Daniel Viglione

141
reputation

Microsoft’s Phi-2 is only 2.7 billion parameters. Yet it outperforms Meta Llama 90B on mongo aggregation pipelines because it is specifcally trained on quality textbook data, fine tuned for the specific task we need it for. It has a modest memory footprint. Half-precision (FP16) occupies only 5GB of VRAM on my Geoforce RTX. I am even willing to accept 4 bit quantization for this. Its importance is of the essence for GuideWell Chat and for the 1000+ users who use GuideWell Chat: fine-tuned, purpose-built for generating MongoDB pipelines queries from natural language, where Meta Llama 4/3.2 as much larger models often hallucinate.
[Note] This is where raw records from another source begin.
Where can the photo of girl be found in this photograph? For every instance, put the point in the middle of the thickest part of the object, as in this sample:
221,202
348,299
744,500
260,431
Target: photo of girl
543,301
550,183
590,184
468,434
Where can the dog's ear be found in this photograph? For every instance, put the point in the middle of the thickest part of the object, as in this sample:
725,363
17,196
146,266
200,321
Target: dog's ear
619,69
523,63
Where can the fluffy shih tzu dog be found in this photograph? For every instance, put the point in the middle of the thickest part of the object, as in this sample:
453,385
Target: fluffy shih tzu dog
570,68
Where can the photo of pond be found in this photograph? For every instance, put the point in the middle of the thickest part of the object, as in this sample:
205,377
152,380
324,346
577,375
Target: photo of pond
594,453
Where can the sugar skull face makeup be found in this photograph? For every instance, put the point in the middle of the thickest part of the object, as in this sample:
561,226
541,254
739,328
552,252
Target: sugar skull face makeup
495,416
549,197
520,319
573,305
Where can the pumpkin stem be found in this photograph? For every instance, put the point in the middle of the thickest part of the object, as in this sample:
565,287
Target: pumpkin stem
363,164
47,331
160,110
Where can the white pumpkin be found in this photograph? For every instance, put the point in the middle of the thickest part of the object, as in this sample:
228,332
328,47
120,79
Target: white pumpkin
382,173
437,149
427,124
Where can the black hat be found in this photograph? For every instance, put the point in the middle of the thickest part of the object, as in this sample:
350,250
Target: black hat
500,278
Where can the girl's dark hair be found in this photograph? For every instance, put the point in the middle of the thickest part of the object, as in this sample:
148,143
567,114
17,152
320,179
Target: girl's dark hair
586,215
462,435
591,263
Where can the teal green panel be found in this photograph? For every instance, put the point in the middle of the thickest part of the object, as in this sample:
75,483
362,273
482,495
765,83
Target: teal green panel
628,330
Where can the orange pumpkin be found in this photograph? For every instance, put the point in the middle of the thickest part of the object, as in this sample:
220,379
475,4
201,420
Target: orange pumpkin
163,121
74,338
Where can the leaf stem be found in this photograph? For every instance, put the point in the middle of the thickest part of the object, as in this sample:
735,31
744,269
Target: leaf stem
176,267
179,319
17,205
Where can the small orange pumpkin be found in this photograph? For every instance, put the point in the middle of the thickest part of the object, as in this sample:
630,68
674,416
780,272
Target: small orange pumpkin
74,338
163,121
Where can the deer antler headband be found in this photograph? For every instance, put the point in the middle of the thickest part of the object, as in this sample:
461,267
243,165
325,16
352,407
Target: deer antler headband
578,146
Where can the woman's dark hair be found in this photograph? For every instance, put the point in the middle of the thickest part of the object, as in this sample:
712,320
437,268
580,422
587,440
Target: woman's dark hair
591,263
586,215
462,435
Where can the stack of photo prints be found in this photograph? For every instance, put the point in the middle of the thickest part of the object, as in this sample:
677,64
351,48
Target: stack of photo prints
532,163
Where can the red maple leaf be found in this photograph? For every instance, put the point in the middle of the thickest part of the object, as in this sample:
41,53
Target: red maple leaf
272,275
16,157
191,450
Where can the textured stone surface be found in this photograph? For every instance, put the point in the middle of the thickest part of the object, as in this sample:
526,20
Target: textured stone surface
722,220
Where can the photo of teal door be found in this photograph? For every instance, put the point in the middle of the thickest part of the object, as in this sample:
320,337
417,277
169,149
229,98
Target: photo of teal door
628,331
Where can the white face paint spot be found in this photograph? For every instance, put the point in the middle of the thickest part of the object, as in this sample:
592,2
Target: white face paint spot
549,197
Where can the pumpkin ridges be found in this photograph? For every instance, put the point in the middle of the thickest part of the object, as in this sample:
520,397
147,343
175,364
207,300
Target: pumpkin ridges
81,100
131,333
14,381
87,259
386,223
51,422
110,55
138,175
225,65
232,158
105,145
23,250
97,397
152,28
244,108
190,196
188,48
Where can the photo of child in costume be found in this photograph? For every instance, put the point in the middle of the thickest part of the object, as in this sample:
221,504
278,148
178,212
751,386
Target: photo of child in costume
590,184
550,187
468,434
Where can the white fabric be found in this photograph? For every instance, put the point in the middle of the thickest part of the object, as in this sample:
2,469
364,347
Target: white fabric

Don't get me wrong, Scout's 109B (while using 16 experts) is good enough as a general-purpose model, but not for a specific task that is needed here. In contrast, Magistral Small is 24B and yes it has been fine-tuned for multi-step train of thought, which can outpeform Llama 4 for multi-step train of thought, but what about the cost-benefit analysis? Magistral is looking at 48GB of VRAM where phi mongo is only 5-6GB. The latter has a crucial use case for a product that is going live to production in weeks and used by 1000+ users of the enterprise.